Some patterns of parent-of-origin gene expression have already been found for genes associated with sleep and not associated with chromosomic regions responsible for Prader–Willi and Angelman syndromes, specifically six genes in an experimental study with mouse strains [72], which suggests that genomic imprinting may be present. More research is necessary to understand if that is indeed evidence of genomic imprinting and if it follows the patterns that we propose. Additionally, genomic-wide association analysis and heritability studies show tentative evidence for a genetic component for several sleeping disorders, such as insomnia [94], obstructive sleep apnoea [95], restless leg syndrome [96], narcolepsy and essential hypersomnia [97], sleepwalking [98], sleep terrors [99], and sleep paralysis [100]. To our knowledge, the possibility that genomic imprinting is involved in any of those disorders has yet to be investigated.

Conclusion

Sleep is not usually considered to be a social behaviour.
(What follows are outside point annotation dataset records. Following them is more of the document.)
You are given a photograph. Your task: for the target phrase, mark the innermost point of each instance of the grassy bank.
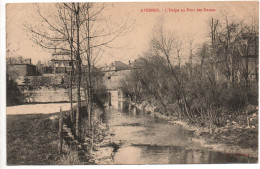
(33, 140)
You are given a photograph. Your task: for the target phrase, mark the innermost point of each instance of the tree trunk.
(79, 73)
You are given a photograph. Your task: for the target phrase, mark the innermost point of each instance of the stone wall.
(49, 94)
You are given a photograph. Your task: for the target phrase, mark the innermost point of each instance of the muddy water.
(146, 139)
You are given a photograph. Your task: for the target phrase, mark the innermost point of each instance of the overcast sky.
(136, 40)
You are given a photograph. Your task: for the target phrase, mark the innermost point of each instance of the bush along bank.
(237, 135)
(95, 145)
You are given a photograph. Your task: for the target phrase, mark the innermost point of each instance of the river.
(146, 139)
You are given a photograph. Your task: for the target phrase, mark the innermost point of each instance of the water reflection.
(149, 140)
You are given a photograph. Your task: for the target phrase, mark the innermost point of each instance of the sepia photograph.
(111, 83)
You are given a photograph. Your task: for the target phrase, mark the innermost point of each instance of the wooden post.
(77, 123)
(60, 130)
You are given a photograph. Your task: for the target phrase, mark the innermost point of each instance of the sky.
(135, 41)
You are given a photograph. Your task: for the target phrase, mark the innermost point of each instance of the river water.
(146, 139)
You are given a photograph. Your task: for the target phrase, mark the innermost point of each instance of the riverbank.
(232, 139)
(32, 139)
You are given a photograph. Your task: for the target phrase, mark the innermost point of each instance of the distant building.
(40, 67)
(239, 69)
(17, 67)
(61, 62)
(115, 76)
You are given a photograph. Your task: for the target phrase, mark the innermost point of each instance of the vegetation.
(213, 86)
(81, 30)
(33, 140)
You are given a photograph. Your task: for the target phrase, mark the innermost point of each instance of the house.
(115, 75)
(61, 62)
(239, 69)
(17, 67)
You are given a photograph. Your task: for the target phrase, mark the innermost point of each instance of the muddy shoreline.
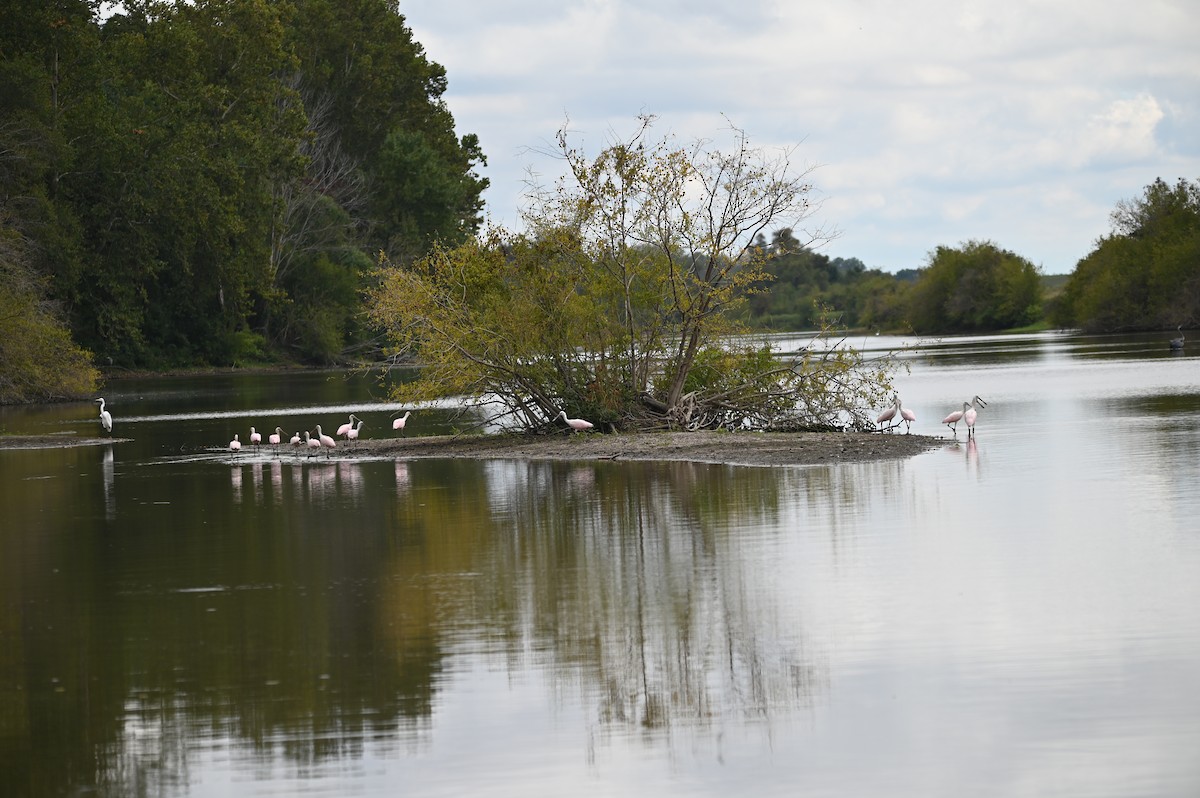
(732, 448)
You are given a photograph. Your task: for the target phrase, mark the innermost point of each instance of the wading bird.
(906, 414)
(399, 424)
(324, 441)
(577, 425)
(106, 418)
(345, 430)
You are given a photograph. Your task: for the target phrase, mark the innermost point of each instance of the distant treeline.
(1145, 275)
(211, 183)
(202, 181)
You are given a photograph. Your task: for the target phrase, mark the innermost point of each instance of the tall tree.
(616, 304)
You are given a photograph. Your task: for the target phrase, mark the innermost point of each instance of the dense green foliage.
(203, 181)
(616, 305)
(975, 287)
(1146, 274)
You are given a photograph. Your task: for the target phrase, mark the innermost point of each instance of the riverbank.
(731, 448)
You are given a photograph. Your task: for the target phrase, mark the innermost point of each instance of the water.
(1013, 616)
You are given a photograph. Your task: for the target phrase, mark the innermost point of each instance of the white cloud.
(934, 123)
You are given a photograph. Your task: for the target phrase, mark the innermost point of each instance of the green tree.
(616, 304)
(976, 287)
(1145, 275)
(39, 361)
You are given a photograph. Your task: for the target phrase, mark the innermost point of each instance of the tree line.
(204, 181)
(1144, 275)
(213, 181)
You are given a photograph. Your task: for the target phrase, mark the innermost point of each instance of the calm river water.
(1014, 616)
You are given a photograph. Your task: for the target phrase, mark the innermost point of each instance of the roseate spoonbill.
(967, 413)
(324, 441)
(106, 418)
(345, 430)
(953, 419)
(579, 425)
(906, 414)
(888, 414)
(399, 424)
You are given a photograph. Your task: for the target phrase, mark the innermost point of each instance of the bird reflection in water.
(109, 479)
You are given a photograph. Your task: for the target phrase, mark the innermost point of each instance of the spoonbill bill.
(399, 424)
(345, 430)
(888, 414)
(106, 418)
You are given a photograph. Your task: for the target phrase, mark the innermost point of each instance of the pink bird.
(399, 424)
(577, 425)
(345, 430)
(888, 414)
(967, 414)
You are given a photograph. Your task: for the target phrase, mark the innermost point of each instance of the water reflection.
(173, 623)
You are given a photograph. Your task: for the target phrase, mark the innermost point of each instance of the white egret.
(575, 424)
(399, 424)
(324, 441)
(106, 418)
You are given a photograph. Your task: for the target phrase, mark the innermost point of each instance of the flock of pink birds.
(349, 431)
(967, 415)
(316, 439)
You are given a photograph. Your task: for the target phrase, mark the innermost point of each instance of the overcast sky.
(930, 123)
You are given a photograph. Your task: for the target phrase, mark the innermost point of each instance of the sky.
(927, 124)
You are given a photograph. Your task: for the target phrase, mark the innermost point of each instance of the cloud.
(931, 123)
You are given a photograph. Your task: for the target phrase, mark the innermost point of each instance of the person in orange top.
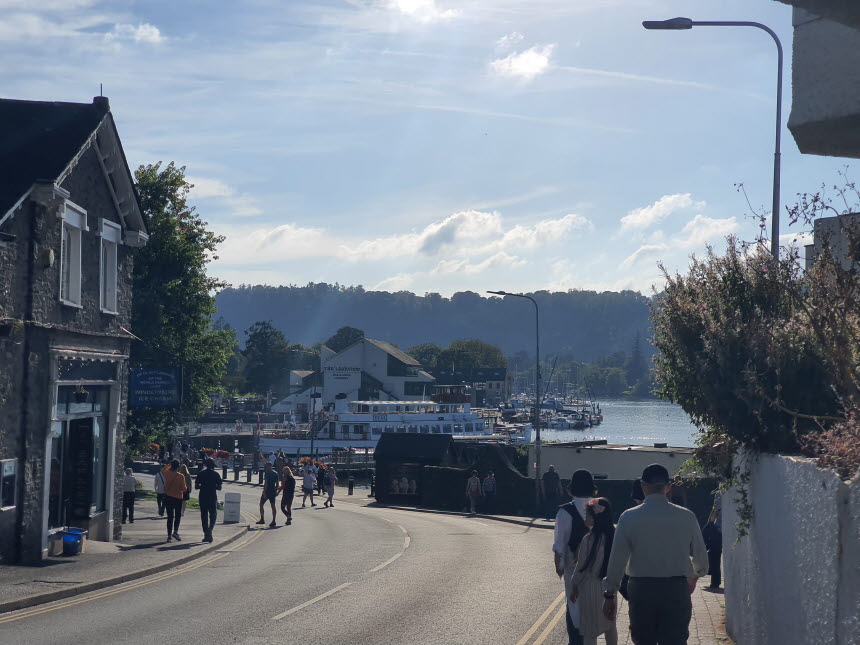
(174, 491)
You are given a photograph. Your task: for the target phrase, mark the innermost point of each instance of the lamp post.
(675, 24)
(537, 390)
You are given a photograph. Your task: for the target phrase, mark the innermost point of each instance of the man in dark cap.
(660, 547)
(570, 528)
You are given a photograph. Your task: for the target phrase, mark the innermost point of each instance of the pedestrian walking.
(174, 491)
(308, 483)
(712, 534)
(592, 559)
(159, 493)
(129, 484)
(660, 546)
(322, 482)
(570, 528)
(288, 488)
(187, 494)
(551, 489)
(208, 482)
(331, 482)
(488, 486)
(271, 487)
(474, 493)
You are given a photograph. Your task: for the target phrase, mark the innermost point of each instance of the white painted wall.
(783, 580)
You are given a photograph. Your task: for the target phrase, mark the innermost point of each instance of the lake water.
(638, 423)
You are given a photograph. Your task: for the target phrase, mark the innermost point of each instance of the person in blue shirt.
(271, 487)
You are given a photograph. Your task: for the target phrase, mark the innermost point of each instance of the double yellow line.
(133, 585)
(550, 626)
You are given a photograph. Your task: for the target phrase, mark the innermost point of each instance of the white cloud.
(700, 230)
(524, 65)
(545, 232)
(142, 33)
(422, 10)
(641, 218)
(499, 260)
(508, 42)
(644, 252)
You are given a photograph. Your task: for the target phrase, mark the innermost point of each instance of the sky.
(436, 145)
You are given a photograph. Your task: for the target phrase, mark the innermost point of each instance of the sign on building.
(155, 387)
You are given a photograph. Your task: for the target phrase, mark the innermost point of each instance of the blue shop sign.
(155, 387)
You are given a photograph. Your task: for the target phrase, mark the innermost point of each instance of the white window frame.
(111, 238)
(75, 222)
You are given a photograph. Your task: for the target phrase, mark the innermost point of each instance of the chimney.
(101, 103)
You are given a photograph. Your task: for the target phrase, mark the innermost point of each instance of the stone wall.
(794, 578)
(25, 410)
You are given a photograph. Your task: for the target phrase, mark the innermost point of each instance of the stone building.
(69, 222)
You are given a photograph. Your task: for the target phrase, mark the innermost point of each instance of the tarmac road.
(353, 574)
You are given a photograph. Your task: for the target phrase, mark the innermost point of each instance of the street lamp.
(537, 390)
(674, 24)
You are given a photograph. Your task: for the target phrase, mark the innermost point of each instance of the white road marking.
(312, 601)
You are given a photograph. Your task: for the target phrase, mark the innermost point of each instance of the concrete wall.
(613, 460)
(793, 579)
(825, 107)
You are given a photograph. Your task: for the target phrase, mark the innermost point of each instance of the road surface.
(352, 574)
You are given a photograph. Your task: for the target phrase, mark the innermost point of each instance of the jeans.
(208, 516)
(660, 611)
(128, 506)
(714, 555)
(173, 505)
(573, 635)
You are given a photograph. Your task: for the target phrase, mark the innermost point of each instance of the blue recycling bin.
(73, 540)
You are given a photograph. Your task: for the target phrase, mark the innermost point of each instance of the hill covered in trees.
(583, 325)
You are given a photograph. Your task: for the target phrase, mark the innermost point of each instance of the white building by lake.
(369, 370)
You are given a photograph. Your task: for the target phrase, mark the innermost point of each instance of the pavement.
(142, 551)
(360, 573)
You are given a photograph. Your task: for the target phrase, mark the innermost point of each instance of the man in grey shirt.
(660, 547)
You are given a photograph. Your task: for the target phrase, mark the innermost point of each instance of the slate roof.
(38, 139)
(403, 357)
(397, 446)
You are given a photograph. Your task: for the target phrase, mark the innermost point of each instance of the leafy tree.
(471, 354)
(426, 353)
(267, 354)
(343, 338)
(173, 304)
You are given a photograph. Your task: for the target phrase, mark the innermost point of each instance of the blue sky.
(435, 145)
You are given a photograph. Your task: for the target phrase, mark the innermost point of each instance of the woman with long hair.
(591, 561)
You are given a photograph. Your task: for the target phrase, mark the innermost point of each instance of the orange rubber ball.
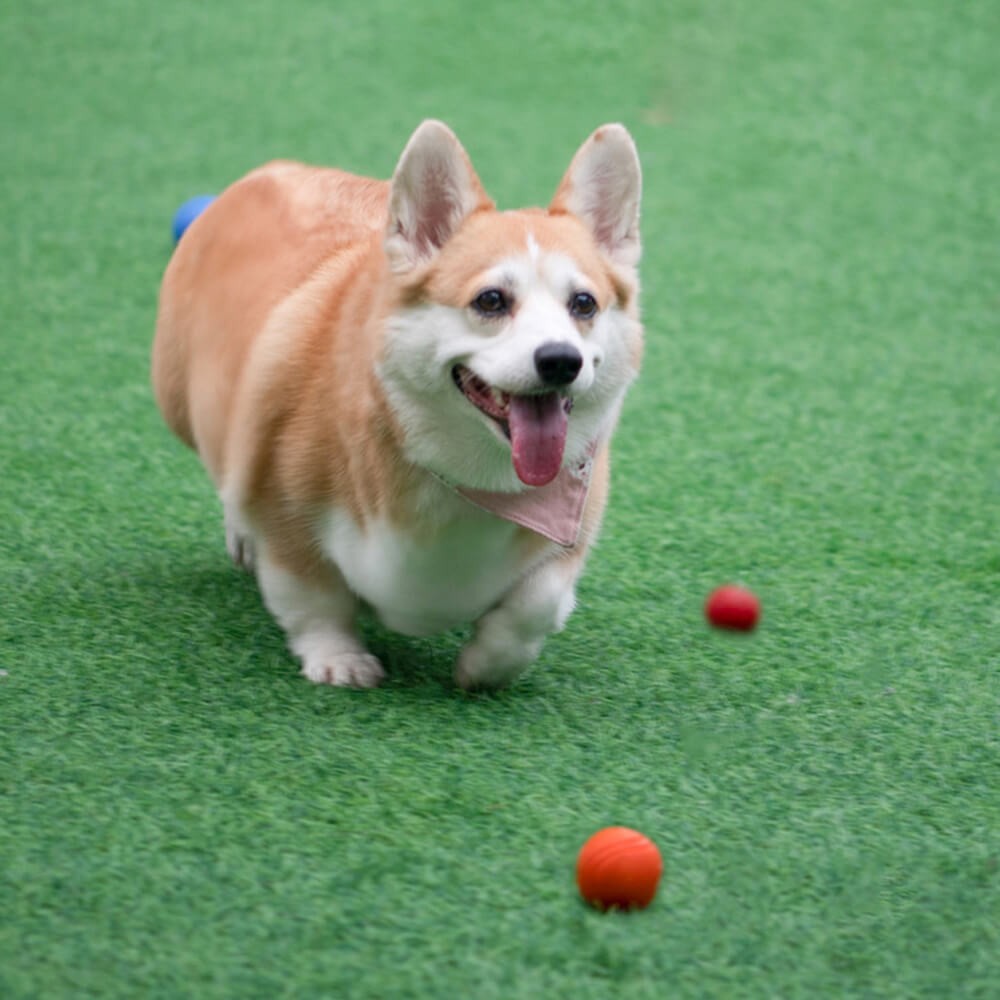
(618, 867)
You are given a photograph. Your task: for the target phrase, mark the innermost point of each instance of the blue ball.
(190, 211)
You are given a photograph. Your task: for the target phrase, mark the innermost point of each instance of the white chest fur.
(422, 584)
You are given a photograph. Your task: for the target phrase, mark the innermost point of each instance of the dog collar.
(554, 510)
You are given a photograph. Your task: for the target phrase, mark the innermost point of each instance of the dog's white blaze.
(419, 586)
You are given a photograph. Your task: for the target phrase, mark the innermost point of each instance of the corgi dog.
(404, 397)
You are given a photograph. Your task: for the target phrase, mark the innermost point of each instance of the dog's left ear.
(434, 188)
(603, 186)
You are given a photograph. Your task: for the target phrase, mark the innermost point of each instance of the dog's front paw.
(348, 669)
(240, 548)
(479, 670)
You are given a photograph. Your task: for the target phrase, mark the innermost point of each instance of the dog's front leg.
(510, 636)
(318, 613)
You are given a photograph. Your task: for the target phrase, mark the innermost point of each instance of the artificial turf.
(818, 417)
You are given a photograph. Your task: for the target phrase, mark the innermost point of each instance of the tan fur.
(270, 331)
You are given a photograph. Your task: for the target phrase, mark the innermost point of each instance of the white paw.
(344, 669)
(477, 669)
(240, 548)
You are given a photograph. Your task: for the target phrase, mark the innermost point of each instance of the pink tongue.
(538, 436)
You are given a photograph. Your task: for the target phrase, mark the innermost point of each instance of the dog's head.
(516, 334)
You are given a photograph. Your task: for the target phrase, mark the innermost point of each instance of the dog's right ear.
(434, 188)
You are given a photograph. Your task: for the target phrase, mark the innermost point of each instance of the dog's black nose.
(558, 364)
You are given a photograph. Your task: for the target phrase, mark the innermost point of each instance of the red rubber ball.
(732, 607)
(618, 867)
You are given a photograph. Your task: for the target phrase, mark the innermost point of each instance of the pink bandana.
(554, 510)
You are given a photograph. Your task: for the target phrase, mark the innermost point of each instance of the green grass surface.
(819, 417)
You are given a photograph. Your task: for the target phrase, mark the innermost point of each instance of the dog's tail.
(190, 211)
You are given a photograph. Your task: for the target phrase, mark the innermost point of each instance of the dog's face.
(519, 335)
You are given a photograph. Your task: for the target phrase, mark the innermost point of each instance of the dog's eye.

Here, we have argued that an approach that takes the social impact of sleep into consideration can offer new insights into its evolutionary drivers. We have shown how the social environment may shape an individual's sleeping pattern and also explain sexual differences in sleep requirements. Moreover, our approach also predicts the existence—and patterns—of genomic imprinting in relation to loci that underpin sleep phenotypes. By taking a new approach to the study of sleep, we have integrated our results with what is already known from the literature to present new perspectives. Further empirical work is necessary to determine if relatedness has indeed had a modulating role in the evolution of sleep. If so, then our analysis suggests that it may be crucial for understanding the evolution of sleeping patterns and associated disorders.